O eventual uso de um tóxico, designado "cavalinha", no caso da cegueira de seis doentes no Hospital Santa Maria, Lisboa, está a ser investigado pela PJ. As análises para pesquisar possível troca de fármacos serão feitas em Inglaterra.
De acordo com informações recolhidas pelo JN, a suspeita de utilização daquela substância, tida como resina tóxica, foi aventada através de um telefonema anónimo recebido naquela unidade hospitalar a 25 de Julho. A Polícia Judiciária (PJ) já apurou que a chamada foi efectuada a partir dos arredores de Lisboa.

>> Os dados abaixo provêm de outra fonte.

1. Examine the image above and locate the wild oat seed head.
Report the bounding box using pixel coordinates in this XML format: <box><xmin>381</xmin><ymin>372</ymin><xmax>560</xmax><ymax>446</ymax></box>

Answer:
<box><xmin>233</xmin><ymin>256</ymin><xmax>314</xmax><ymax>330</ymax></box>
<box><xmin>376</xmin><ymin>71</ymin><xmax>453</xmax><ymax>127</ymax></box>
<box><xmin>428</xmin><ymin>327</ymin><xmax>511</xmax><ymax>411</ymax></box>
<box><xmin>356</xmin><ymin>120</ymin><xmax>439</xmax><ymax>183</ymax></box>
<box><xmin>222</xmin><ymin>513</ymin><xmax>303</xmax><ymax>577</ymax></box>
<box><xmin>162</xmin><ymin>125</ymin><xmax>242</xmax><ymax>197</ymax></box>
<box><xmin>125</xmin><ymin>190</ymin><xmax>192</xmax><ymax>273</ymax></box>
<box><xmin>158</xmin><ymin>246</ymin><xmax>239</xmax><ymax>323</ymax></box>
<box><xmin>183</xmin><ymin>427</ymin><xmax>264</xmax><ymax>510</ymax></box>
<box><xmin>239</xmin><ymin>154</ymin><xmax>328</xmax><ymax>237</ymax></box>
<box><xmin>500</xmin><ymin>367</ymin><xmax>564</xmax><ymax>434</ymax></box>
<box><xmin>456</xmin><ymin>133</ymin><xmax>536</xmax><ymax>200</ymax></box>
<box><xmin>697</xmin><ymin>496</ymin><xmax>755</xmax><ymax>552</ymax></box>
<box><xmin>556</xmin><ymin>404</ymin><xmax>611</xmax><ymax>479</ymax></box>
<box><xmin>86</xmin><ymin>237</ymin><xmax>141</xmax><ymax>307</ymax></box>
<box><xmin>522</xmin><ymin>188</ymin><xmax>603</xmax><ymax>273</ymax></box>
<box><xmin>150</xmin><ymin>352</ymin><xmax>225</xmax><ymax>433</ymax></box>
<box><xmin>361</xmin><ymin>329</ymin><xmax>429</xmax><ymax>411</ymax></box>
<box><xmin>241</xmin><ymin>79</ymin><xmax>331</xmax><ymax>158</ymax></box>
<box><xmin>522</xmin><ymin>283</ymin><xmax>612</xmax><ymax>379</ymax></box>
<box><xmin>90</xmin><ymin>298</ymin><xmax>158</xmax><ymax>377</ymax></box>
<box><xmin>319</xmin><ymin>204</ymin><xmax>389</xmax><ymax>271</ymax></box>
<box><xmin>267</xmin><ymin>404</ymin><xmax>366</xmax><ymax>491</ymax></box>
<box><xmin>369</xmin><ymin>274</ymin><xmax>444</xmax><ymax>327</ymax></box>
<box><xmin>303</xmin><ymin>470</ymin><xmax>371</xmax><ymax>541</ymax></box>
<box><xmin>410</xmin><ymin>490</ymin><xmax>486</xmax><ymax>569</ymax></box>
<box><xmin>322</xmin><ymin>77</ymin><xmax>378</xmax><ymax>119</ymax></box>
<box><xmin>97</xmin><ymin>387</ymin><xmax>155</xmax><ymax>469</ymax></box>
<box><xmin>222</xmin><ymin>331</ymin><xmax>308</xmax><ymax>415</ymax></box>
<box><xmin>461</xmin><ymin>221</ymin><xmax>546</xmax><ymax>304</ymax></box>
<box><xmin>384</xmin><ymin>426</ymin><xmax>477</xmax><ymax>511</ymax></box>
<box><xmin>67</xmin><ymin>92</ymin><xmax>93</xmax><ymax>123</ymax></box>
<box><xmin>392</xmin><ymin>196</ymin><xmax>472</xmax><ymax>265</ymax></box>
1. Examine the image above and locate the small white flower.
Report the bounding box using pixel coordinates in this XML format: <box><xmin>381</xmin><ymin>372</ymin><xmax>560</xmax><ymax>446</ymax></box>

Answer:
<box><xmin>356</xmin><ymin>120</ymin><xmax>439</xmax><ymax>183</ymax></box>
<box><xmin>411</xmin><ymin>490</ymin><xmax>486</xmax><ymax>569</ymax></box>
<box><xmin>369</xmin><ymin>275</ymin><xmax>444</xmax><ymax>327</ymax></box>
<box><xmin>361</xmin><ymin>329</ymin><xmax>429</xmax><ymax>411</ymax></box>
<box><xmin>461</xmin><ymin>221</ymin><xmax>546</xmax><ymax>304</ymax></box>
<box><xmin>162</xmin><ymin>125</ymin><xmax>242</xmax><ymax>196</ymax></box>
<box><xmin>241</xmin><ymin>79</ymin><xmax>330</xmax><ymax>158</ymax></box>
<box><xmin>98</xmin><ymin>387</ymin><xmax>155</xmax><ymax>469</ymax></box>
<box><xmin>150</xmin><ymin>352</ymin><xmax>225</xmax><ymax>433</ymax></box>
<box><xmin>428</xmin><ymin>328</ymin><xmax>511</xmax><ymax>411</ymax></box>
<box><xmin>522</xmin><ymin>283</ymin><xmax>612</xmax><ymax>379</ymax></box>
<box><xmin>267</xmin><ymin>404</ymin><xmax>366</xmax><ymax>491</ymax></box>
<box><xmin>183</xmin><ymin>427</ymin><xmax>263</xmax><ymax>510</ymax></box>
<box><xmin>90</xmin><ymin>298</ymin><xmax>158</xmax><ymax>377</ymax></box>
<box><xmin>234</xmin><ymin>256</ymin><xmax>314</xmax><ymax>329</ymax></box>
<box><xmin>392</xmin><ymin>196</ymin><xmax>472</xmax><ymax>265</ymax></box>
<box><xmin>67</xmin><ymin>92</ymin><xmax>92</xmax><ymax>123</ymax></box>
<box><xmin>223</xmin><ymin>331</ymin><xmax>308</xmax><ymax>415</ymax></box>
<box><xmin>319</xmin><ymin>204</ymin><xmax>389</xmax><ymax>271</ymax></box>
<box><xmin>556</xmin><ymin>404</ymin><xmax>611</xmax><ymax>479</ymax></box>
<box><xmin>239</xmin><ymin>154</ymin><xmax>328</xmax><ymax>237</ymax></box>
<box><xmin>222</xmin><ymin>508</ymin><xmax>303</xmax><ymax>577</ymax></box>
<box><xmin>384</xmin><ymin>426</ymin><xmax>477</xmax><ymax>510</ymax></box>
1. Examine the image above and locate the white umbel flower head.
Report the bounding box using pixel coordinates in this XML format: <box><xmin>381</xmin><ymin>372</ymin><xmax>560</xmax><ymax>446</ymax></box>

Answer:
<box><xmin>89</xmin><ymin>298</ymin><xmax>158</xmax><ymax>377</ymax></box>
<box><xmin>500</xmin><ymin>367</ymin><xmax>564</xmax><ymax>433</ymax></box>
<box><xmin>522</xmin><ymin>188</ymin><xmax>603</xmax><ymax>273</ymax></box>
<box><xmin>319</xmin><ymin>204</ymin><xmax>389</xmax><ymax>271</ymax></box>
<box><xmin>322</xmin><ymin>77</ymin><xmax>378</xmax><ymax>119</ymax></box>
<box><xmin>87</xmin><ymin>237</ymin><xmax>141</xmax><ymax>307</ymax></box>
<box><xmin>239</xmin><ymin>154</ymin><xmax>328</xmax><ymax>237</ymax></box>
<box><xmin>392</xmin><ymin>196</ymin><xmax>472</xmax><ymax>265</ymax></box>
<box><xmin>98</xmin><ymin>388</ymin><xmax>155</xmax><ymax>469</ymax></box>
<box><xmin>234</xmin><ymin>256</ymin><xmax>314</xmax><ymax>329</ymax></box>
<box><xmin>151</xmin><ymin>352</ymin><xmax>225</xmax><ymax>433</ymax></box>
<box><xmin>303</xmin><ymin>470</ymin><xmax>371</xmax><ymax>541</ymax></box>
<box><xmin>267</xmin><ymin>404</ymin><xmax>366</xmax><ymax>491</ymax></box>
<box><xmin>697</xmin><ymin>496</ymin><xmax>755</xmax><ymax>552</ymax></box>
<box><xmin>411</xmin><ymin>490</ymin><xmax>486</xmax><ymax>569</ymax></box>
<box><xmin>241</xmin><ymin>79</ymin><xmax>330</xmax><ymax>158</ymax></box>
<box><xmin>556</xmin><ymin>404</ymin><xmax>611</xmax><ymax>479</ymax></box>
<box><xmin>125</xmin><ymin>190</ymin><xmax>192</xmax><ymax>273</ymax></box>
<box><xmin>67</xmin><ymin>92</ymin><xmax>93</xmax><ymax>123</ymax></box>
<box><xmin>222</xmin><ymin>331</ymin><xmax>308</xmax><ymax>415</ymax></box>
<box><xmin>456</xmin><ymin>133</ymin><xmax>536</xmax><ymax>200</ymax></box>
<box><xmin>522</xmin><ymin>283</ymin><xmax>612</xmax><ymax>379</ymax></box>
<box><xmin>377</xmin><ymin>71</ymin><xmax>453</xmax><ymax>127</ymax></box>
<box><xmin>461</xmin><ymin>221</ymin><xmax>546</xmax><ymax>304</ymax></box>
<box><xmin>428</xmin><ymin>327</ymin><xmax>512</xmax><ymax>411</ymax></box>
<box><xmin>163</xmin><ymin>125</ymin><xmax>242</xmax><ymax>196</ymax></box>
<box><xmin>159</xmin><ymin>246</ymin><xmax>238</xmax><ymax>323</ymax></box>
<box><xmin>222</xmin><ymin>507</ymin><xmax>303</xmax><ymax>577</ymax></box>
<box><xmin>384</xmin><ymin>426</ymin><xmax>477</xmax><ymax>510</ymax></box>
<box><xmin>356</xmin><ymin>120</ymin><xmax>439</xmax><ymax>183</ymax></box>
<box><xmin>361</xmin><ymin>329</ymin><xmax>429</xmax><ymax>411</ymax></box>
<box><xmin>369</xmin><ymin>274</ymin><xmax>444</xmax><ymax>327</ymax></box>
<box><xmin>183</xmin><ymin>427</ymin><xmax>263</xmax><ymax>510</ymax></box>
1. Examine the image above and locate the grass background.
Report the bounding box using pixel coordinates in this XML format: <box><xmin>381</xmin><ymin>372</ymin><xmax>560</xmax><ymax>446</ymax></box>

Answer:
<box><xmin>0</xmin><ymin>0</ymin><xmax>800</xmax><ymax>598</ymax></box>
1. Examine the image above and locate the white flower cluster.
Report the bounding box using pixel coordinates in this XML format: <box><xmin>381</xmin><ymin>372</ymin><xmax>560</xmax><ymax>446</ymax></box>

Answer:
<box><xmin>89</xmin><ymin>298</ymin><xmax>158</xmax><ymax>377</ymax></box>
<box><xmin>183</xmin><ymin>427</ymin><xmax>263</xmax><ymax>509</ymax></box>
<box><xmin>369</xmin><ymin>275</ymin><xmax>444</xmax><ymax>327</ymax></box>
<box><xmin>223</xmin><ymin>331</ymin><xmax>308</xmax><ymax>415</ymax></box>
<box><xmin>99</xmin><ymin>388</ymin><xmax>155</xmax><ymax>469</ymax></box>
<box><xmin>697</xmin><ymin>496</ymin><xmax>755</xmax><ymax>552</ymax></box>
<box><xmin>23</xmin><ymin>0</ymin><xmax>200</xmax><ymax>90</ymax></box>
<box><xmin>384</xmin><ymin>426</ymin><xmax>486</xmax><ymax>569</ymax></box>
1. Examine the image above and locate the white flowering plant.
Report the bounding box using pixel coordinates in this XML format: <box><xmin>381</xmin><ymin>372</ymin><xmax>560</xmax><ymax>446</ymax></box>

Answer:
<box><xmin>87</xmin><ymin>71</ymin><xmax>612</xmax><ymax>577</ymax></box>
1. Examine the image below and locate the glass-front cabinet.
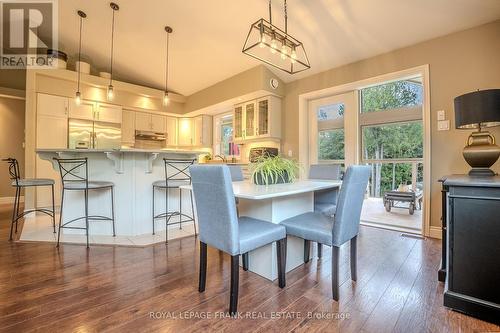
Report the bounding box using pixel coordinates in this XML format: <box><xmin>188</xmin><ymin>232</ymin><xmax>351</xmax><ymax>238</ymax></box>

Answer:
<box><xmin>233</xmin><ymin>96</ymin><xmax>281</xmax><ymax>142</ymax></box>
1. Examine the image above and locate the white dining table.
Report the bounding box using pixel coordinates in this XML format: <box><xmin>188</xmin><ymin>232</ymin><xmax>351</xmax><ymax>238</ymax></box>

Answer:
<box><xmin>181</xmin><ymin>180</ymin><xmax>342</xmax><ymax>280</ymax></box>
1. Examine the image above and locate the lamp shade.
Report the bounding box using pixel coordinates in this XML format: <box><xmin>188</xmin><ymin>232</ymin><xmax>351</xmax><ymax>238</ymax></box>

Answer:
<box><xmin>455</xmin><ymin>89</ymin><xmax>500</xmax><ymax>129</ymax></box>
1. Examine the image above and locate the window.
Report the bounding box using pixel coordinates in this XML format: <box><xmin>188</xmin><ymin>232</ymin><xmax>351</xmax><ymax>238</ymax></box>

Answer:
<box><xmin>361</xmin><ymin>78</ymin><xmax>423</xmax><ymax>113</ymax></box>
<box><xmin>316</xmin><ymin>103</ymin><xmax>345</xmax><ymax>161</ymax></box>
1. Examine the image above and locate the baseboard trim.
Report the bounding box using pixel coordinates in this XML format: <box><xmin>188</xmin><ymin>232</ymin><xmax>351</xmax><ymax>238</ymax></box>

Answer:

Esta é uma das hipóteses de troca de substâncias que estão a ser averiguadas na investigação conduzida pelo DIAP do Ministério Público de Lisboa com a PJ, Infarmed, Instituto Nacional de Medicina Legal e Inspecção-Geral de Saúde, que deverá ter, agora, a colaboração da Agência do Medicamento do Reino Unido.
A intervenção desta entidade estrangeira vem na sequência de uma das conclusões do relatório do Infarmed: elevado risco de troca no medicamento (Avastin) que deveria ter sido administrado àqueles seis pacientes. Há outros quatro fármacos levantados como probabilidade de troca, dada a prática detectada nos serviços farmacêuticos do hospital.
Sucede, porém, que em Portugal não existe tecnologia capaz de pesquisar a presença daqueles medicamentos, já identificados, nas amostras de líquidos oculares (humor vítreo). Por essa razão, por proposta do Infarmed, o Ministério Público autorizou o pedido de colaboração a Inglaterra.
Ainda segundo o que apurou o JN, a ter ocorrido esta hipótese levantada pelo Infarmed, tal poderá ter sido motivado por erro, não intencional, possivelmente na unidade de preparação dos medicamentos, eventualmente porque naquele local são manuseados mais do que um medicamento e são, também, guardadas em frigoríficos embalagens algo parecidas. Um relatório da Inspecção-Geral das Actividades em Saúde sustenta esta hipótese.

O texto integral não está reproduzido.